CVE-2025-3740 is a critical Local File Inclusion vulnerability in the dasinfomedia School Management System plugin for WordPress, identified as CWE-22 (Improper Limitation of a Pathname to a Restricted Directory). The flaw exists in the handling of the 'page' parameter, which fails to properly sanitize input, allowing authenticated users with Subscriber-level privileges or higher to traverse directories and include arbitrary files on the server. This inclusion can lead to execution of arbitrary PHP code embedded in those files, effectively enabling remote code execution (RCE). The vulnerability can be exploited without user interaction beyond authentication, and attackers can chain the LFI to include various dashboard view files. Notably, in WordPress Multisite environments, this can be leveraged to update Super Administrator passwords, resulting in severe privilege escalation. The vulnerability affects all plugin versions up to and including 93.1.0, with a patched version 1.93.1 released on February 7, 2025. The CVSS v3.1 base score is 8.8, reflecting its high impact on confidentiality, integrity, and availability, with low attack complexity and no user interaction required. Although no known exploits are reported in the wild yet, the vulnerability's nature and impact make it a critical risk for affected WordPress sites, especially educational institutions using this plugin for school management.

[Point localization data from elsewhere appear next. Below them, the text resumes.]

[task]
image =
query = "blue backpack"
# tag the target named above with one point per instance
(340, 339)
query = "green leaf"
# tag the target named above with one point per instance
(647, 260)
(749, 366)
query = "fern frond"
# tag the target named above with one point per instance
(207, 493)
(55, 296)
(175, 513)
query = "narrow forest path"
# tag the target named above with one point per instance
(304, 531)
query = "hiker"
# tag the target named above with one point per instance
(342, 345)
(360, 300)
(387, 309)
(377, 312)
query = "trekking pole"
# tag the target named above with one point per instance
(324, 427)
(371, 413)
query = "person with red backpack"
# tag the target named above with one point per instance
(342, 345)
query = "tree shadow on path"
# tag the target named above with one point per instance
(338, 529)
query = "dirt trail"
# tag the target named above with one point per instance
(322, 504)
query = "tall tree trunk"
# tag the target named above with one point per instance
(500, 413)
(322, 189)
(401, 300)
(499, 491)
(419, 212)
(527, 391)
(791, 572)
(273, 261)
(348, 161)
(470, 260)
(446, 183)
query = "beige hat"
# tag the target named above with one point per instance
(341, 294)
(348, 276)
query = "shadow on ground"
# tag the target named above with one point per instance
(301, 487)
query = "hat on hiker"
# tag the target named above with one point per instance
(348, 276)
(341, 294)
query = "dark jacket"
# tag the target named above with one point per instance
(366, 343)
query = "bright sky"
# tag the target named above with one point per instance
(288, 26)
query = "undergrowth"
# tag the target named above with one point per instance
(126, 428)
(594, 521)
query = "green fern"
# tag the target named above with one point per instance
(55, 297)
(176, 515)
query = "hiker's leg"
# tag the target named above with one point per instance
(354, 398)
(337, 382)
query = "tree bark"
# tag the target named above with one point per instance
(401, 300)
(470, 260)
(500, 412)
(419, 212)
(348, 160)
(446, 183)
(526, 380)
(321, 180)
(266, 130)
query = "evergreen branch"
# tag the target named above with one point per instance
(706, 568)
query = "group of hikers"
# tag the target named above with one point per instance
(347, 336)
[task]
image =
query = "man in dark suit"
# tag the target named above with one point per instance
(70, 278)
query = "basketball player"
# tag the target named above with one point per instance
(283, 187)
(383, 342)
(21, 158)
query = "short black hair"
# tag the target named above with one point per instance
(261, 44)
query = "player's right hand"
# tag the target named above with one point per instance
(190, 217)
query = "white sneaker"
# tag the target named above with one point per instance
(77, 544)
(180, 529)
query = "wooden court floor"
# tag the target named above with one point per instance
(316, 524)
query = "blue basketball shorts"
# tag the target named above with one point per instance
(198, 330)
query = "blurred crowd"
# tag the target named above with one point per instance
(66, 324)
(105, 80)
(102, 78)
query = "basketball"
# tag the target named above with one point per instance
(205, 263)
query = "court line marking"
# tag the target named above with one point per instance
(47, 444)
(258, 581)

The impact of CVE-2025-3740 is significant for organizations using the dasinfomedia School Management System plugin on WordPress. Exploitation allows attackers with minimal privileges (Subscriber-level) to execute arbitrary code on the web server, potentially leading to full system compromise. This includes bypassing access controls, stealing sensitive data such as student records, and modifying or deleting critical information. In WordPress Multisite setups, attackers can escalate privileges to Super Administrator level by resetting passwords, gaining control over all sites in the network. This can disrupt educational operations, lead to data breaches involving personally identifiable information (PII), and damage organizational reputation. The ease of exploitation and the broad scope of affected versions increase the risk of widespread attacks, particularly targeting educational institutions relying on this plugin for critical administrative functions.

Organizations should immediately update the dasinfomedia School Management System plugin to version 1.93.1 or later, which contains the patch for this vulnerability. Until the update is applied, restrict access to the WordPress admin area to trusted users only and consider implementing Web Application Firewall (WAF) rules to detect and block attempts to exploit the 'page' parameter for path traversal. Review and tighten user role assignments to minimize the number of users with Subscriber-level or higher privileges. Monitor logs for unusual file inclusion attempts or unexpected changes to administrator accounts, especially in Multisite environments. Additionally, conduct a thorough audit of uploaded files and server directories to detect any unauthorized PHP files or modifications. Employ security plugins that can detect LFI attempts and consider disabling or restricting file upload capabilities if not essential. Finally, educate administrators and users about the risks and signs of exploitation to enable rapid incident response.